交通事故による従業員の会社(使用者)に対する責任

従業員が、業務として、会社の車両を運転中に自損事故などを起こしたときは、会社から、従業員に対する被害の賠償請求は、信義則により制限されます。      

従業員が、勤務先の会社の業務として、車を運転中、過失により、電柱に衝突するなどして、自損事故を発生させ、会社の車を損壊し、会社に修理費等の損害が発生した場合、従業員は、その損害を会社に弁償する責任をおうでしょうか?

 

交通事故による従業員の会社に対する責任(裁判例)

この点については、例えば、以下のような裁判例を挙げることができます。

 

 

神戸地裁h25.7.25

 

事案の概要 会社所有の普通貨物車を、従業員が運転中、横転事故を発生させて、会社から、車両損害と休車損害等の請求がなされた事例
事故態様 事故の原因は、当該従業員の居眠り運転によりハンドル操作を誤ったことによるもの
会社の損害額 ①積荷損害保険免責額6万円②自動車対物保険免責額20万円③会社所有車両時価額369万3240円④車両処分費用66万円⑤買い替え諸費用7万円⑥休車損害168万4128円(1日当たり1万5888円の稼働利益について、代替車両購入までの106日分)⑦破損積載物の引き上げ運賃8万9250円⑧運行中止キャンセル料10万円(破損引き上げのため、他の車両を使用し、当該他の車両で予定していた運行を中止したことによりキャンセル料の負担が発生、以上合計655万6618円
従業員のが負担すべき割合 30%196万6985円
理由

会社は、17名程度の従業員と、同数の車両を有し、運送業を営む会社

事故を起こした従業員は、高額とはいえない賃金を受領し、従前の勤務態度は良好であった

会社としては、運送業を営む以上、交通事故が発生する危険は常にあるにかかわらず、会社は、自損事故への車両保険の加入を取りやめていたこと

従業員の勤務状況が過酷なものであったり、日常的に積載量オーバーで車両を運転することを強いられていたような事情は認められない

事故は、従業員の過失に基づくものである

以上の事情等を総合的に考慮し、信義則により、従業員の負担を上記損額額の3割と判断する

 

上記のような裁判例の考え方に基礎となっている最高裁の判例として、昭和51年7月8日判決があり、これによれば

「使用者が、その事業の執行につきなされた被用者の加害行為により、使用者としての損賠賠償責任を負担したことにより、損害を被った場合は、使用者は、その事業の性格、規模、施設の状況、被用者の業務の内容、労働条件、勤務態度、加害行為の態様、加害行為の予防もしくは損失の分散についての使用者の配慮の程度その他諸般の事情に照らし、損害の公平な分担という見地から信義則上相当と認められる限度において、被用者に対し損害の求償を請求することができるものと解すべき」

と判断されています。

この判断は、その内容としては、従業員が第三者に与えた損害を、会社が使用者責任に基づき、当該第三者に弁償した後に、その弁償した金額を、従業員に対して、求償する際の制限を認めたものですが、上記のように、従業員の過失による自損事故により、会社の財産(車両)が被害を受け、その被害について、会社が、従業員に対し、損害賠償請求権を行使する際にも、同様な制限が認められているということになります。

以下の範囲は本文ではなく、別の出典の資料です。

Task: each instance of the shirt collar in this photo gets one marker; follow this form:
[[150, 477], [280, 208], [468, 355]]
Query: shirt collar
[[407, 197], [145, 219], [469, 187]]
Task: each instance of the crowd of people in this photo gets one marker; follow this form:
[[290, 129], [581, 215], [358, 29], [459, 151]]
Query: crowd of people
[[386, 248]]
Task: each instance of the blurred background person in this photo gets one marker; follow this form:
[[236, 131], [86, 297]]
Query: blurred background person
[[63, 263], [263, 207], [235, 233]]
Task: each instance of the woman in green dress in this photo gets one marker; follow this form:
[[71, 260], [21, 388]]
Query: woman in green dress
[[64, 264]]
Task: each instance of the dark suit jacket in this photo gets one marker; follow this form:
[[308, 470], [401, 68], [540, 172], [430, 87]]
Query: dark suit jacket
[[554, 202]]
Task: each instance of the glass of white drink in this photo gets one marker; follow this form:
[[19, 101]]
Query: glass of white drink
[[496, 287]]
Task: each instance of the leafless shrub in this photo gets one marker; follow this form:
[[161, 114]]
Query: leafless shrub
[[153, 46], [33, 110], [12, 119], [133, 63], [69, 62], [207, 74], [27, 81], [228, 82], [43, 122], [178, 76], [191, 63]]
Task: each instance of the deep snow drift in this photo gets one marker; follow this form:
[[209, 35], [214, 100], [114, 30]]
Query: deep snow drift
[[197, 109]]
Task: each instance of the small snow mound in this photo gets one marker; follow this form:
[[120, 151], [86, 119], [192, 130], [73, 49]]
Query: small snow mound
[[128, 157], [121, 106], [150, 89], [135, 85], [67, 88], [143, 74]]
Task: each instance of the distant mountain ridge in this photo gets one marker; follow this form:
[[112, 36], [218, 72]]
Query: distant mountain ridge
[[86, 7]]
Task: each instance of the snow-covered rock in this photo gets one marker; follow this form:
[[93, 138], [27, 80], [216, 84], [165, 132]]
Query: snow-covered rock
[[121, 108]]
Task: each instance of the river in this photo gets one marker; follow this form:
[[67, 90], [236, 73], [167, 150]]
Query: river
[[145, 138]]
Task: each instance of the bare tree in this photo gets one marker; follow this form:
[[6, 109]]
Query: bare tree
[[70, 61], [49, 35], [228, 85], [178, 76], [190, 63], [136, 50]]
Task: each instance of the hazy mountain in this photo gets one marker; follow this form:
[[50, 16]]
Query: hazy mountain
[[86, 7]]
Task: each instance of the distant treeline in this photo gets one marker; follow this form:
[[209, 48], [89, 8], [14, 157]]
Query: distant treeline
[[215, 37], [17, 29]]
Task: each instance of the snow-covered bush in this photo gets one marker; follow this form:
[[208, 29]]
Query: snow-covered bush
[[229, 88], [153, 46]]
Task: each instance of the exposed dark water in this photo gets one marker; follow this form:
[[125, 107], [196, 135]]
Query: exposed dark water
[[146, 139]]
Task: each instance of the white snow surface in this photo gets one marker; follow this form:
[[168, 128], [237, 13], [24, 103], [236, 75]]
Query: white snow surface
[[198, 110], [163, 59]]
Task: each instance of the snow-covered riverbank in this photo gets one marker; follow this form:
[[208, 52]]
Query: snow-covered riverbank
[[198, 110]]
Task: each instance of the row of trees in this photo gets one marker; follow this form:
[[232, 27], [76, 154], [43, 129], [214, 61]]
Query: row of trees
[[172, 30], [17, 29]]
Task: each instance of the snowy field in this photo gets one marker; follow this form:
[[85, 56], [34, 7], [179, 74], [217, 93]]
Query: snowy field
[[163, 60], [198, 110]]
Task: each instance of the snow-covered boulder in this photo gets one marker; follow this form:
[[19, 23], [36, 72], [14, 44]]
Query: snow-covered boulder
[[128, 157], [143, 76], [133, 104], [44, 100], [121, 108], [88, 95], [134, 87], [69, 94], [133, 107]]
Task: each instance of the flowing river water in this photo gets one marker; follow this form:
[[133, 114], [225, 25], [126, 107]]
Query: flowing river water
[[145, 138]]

そして、上記の事例では、従業員の負担割合を30%としていますが、類似の事例において、名古屋地裁h21.9.9判決や神戸地裁h26.9.19判決は、従業員の負担すべき割合を25%としています。

25~30%が従業員が負担すべき金額とすると、従業員の保護に厚いように感じられますが、上記の事例を見るとわかるとおり、会社から請求のある金額は、車両損害に限らず、休車損害や、廃車費用等の請求を広く請求してくる可能性があり、そうすると、25~30%とはいえ、相当な額の負担を従業員として強いられる可能性が高くなります。

従業員としても、安全運転を心がけることは勿論ですが、会社としても、事故に備えて、必要な保険への加入が望ましいといえます。